Comme nous l'écrivions dans nos éditions du 3 octobre, ce rapport justifie l'inquiétude des parents. Mais la Commission des pétitions se garde bien de jouer à la justicière. Si elle considère que le problème soulevé est «important», que les accusations contre la Scientologie sont «graves et nombreuses», et qu'elle-même a expérimenté «les pressions dont sont capables les sclentologues», ses conclusions restent prudentes et d'une portée, somme toute, très limitée.
 
En effet, la Commission des pétitions se contente de faire trois recommandations à l'Etat. Primo, d'empêcher le prosélytisme, notamment auprès des mineurs, ainsi que l'utilisation de données administratives à des fins de propagande et de recrutement. Secundo, de favoriser la collaboration des services de l'Etat avec les associations d'information et de soutien aux victimes des sectes.
 
Mais la commission ne préconise ni la création d'une commission extra­parlementaire pour aider les «victimes ruinées moralement et financièrement» par les sectes, ni le versement d'une subvention à Info-Sectes, comme le demandaient les pétitionnaires. Trop coûteux, trop long et trop compliqué, estime-t­elle.
 
Enfin, la Commission des pétitions suggère «d'étudier la nécessité de faire intervenir le médecin ou le pharmacien cantonal dans le contrôle de prsetations médicales apportées par des sectes.

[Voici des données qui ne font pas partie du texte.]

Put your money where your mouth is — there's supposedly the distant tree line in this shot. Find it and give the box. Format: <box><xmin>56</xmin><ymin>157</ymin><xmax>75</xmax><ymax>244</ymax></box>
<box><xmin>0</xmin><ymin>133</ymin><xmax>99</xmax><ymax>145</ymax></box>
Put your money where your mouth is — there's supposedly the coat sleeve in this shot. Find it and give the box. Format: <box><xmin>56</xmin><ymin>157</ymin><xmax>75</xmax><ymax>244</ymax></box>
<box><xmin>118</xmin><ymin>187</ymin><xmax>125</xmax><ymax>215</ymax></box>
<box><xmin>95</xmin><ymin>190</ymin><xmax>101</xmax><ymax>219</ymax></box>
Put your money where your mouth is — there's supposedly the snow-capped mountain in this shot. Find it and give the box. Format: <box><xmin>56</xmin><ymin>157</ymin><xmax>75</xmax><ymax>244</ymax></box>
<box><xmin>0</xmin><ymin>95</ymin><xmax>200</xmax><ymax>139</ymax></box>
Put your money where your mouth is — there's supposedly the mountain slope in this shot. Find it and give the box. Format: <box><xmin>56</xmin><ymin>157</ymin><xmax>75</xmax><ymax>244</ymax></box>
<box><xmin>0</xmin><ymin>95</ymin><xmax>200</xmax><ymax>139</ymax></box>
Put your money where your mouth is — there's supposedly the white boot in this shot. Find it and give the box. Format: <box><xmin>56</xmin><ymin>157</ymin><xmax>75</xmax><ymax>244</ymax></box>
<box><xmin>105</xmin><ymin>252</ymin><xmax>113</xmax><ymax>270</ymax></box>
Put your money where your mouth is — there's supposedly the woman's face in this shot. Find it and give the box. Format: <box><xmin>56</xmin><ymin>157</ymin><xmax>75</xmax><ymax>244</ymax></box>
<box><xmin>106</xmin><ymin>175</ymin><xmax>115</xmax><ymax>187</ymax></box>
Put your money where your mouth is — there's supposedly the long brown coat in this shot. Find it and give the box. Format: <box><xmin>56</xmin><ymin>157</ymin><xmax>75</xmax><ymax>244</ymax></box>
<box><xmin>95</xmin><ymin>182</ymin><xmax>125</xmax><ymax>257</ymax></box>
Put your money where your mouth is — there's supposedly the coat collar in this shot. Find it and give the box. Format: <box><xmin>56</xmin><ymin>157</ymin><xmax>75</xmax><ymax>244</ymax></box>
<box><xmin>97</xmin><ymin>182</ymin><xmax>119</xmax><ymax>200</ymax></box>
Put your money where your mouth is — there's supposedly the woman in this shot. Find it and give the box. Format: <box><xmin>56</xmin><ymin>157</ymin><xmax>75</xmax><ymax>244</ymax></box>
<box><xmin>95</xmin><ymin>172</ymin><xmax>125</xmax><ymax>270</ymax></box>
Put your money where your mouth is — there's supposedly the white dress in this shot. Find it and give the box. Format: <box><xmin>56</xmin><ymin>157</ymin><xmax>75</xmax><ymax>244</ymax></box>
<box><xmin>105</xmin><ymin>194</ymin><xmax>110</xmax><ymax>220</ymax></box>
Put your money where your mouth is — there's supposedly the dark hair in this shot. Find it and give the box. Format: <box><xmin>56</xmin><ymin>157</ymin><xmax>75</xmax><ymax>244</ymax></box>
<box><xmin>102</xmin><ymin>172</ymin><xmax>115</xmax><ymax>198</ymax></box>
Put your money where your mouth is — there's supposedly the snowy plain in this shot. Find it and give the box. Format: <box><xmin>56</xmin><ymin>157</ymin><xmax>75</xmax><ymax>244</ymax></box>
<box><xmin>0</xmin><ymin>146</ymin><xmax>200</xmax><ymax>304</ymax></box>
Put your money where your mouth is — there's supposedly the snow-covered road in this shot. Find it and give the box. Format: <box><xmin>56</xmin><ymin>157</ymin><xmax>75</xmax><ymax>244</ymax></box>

tations notamment de la distribution de vitamines» par la Scientologie.
Reconnaissances de dettes en blanc
 
Il faut se plonger dans le rapport, qui cite fidèlement ses interlocuteurs, pour mesurer la crainte inspirée par certaines méthodes de la Scientologie. Le principal pétitionnaire, membre du GPFI (Groupement pour la protection de la famille et des individus) évoque «la dépendance dont sont victimes les adeptes, et qui finit par mettre dans l'embarras financier des familles entières.
 
En effet, il existe plusieurs caps payants à passer, dans l'instruction de cette technique mentale, avant d'arriver au grade supérieur ... La secte aide ses adeptes à obtenir des prêts qui, accumulés, ruinent peu à peu la personne». Scénario confirmé par M. Von Niederhausem, inspecteur principal de la Sûreté: «L'Eglise fait signer des reconnaissances de dettes en blanc auprès d'une banque à Berne qui octroie les prêts».
 
Un autre témoin, le diacre protestant Paul Ranc, déclare que «les électromètres, appareil électrique utilisé par les scientologues pour les audits, sont vendus par la secte entre 15'000 (10'000 euros) et 30'000 francs, alors qu'ils coûtent 1000 francs à la fabrication».
 
Le rapport fait aussi état des «manipulations mentales» et des «pseudo­psychanalyses» qui «conduisent les adeptes à l'état d'angoisse, jusqu'à en faire des robots». Et les «odieuses pratiques de racolage qui ressemblent à celles des dealers», selon le député médecin Andréas Saurer, dont la fille et une amie ont été abordées dans la rue par un scientologue (voir son témoignage dans nos éditions du 3 octobre). Ce Monsieur n'est autre qu'un professeur de gymnastique au CEPIA !

60 sectes à Genève!
 
Le rapport signale qu'il existe environ 60 sectes différentes à Genève, mais que, selon M. Ranc, «la Scientologie est la plus dangereuse de toutes». La commission a aussi auditionné des scientologues qui, comme Mme Montangero de Lausanne, réfutent ces accusations : «L'histoire démontre que tous les précurseurs de nouvelles religions ont été traqués au début». Tout en reconnaissant que les cours de scientologie sont onéreux, Mme Montangero récuse la définition de «secte poursuivant le culte de l'argent» donnée par le Tribunal fédéral dans un arrêt relatif à une plainte de l'«Eglise» de Lausanne contre un article du Reader's Digest. Pour elle, les psychiatres sont les pires ennemis de la scientologie, «parce qu'on y découvre beaucoup sur soi-même».
 
Preuve en est ce texte du fondateur de la scientologie, cité par la commission : «maintenant nous en savons plus sur la psychiatrie que les psychiatres eux­mêmes. Nous pouvons faire un lavage de cerveau plus vite que les Russes (en 20 secondes nous obtenons une amnésie totale, contre trois années nécessaires pour rendre la loyauté à quelqu'un légèrement confus».
 
Mais, selon Mme Montangero, cet écrit, comme tous les autres cités par la commission, ont été annulés depuis longtemps.